Poisson approximate likelihood compared to the particle filter

TL;DR

This paper critically examines the Poisson approximate likelihood (PAL) filter, revealing that its purported advantages over particle filters are invalid when applied to the same data, and showing particle filters perform better in correct model settings.

Contribution

The paper identifies flaws in previous comparisons between PAL and particle filters, demonstrating that PAL's advantages are due to data scaling issues and not inherent superiority.

Findings

PAL's claimed advantages are invalid when applied to the same data.

Particle filters outperform PAL in correctly specified models.
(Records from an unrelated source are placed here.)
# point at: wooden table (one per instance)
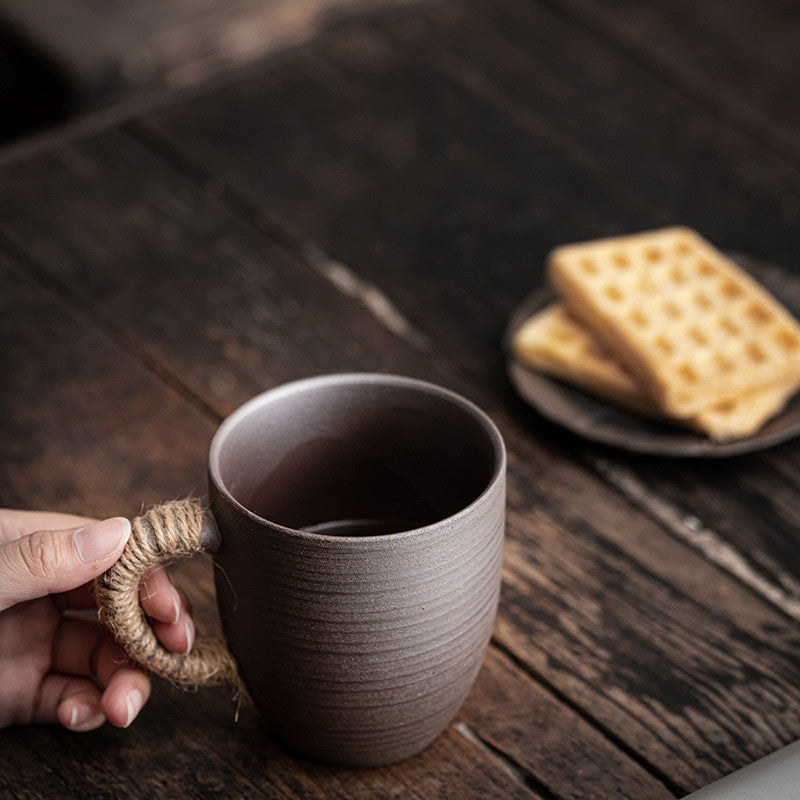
(381, 199)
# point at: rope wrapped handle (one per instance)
(172, 530)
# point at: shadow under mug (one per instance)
(357, 522)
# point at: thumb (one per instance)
(47, 562)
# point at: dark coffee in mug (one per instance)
(357, 522)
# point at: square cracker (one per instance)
(691, 327)
(553, 342)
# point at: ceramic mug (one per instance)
(357, 521)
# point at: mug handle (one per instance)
(172, 530)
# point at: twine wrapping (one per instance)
(171, 530)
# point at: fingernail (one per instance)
(189, 628)
(134, 701)
(101, 538)
(176, 605)
(81, 714)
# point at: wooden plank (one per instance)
(593, 589)
(149, 443)
(760, 518)
(515, 715)
(504, 43)
(237, 164)
(738, 57)
(442, 167)
(108, 51)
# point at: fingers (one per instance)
(84, 648)
(74, 702)
(15, 524)
(160, 599)
(47, 562)
(168, 609)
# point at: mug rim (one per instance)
(354, 378)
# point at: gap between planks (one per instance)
(126, 341)
(504, 762)
(685, 526)
(355, 288)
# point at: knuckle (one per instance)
(41, 554)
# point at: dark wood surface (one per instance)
(382, 199)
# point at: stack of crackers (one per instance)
(664, 324)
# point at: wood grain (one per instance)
(110, 51)
(470, 160)
(737, 57)
(622, 621)
(100, 435)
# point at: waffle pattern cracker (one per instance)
(691, 328)
(553, 342)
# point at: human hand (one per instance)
(51, 661)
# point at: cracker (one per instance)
(554, 343)
(690, 326)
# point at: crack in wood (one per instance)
(505, 762)
(367, 294)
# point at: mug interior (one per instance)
(356, 454)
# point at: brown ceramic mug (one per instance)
(357, 521)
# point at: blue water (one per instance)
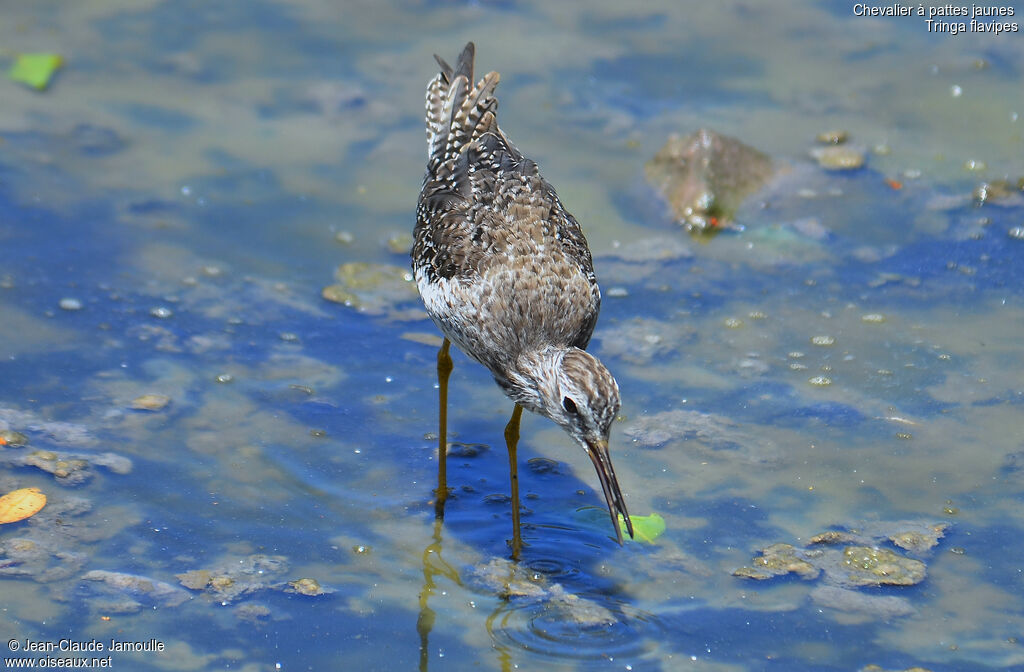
(196, 173)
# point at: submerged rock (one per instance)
(839, 157)
(706, 176)
(867, 565)
(779, 559)
(248, 575)
(850, 559)
(134, 588)
(372, 288)
(706, 433)
(70, 468)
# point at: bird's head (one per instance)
(574, 389)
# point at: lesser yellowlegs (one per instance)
(506, 275)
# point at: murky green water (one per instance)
(173, 205)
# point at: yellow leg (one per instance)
(511, 442)
(443, 371)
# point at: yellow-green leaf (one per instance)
(35, 69)
(645, 528)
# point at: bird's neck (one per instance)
(532, 378)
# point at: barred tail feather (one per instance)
(456, 114)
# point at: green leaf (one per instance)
(645, 528)
(36, 70)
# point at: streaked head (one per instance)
(576, 390)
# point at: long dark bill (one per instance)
(599, 455)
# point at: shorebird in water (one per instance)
(505, 273)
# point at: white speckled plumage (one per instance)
(505, 271)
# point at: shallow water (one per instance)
(849, 361)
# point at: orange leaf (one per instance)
(20, 504)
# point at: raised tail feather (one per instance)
(457, 115)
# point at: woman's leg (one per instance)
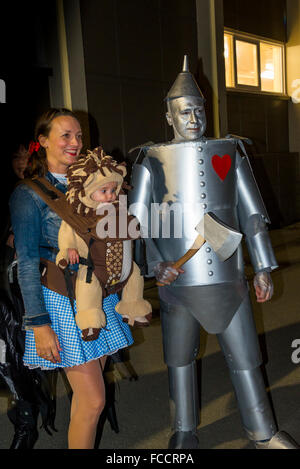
(88, 402)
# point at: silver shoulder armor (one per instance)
(250, 200)
(253, 217)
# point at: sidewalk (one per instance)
(142, 405)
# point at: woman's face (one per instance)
(63, 144)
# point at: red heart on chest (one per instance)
(221, 165)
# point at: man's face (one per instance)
(187, 116)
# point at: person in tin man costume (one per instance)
(205, 176)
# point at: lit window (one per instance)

Scaling differences explain previous performance claims.

Abstract

Filtering algorithms are fundamental for inference on partially observed stochastic dynamic systems, since they provide access to the likelihood function and hence enable likelihood-based or Bayesian inference. A novel Poisson approximate likelihood (PAL) filter was introduced by Whitehouse et al. (2023). PAL employs a Poisson approximation to conditional densities, offering a fast approximation to the likelihood function for a certain subset of partially observed Markov process models. A central piece of evidence for PAL is the comparison in Table 1 of Whitehouse et al. (2023), which claims a large improvement for PAL over a standard particle filter algorithm. This evidence, based on a model and data from a previous scientific study by Stocks et al. (2020), might suggest that researchers confronted with similar models should use PAL rather than particle filter methods. Taken at face value, this evidence also reduces the credibility of Stocks et al. (2020) by indicating a shortcoming with the numerical methods that they used. However, we show that the comparison of log-likelihood values made by Whitehouse et al. (2023) is flawed because their PAL calculations were carried out using a dataset scaled differently from the previous study. If PAL and the particle filter are applied to the same data, the advantage claimed for PAL disappears. On simulations where the model is correctly specified, the particle filter outperforms PAL.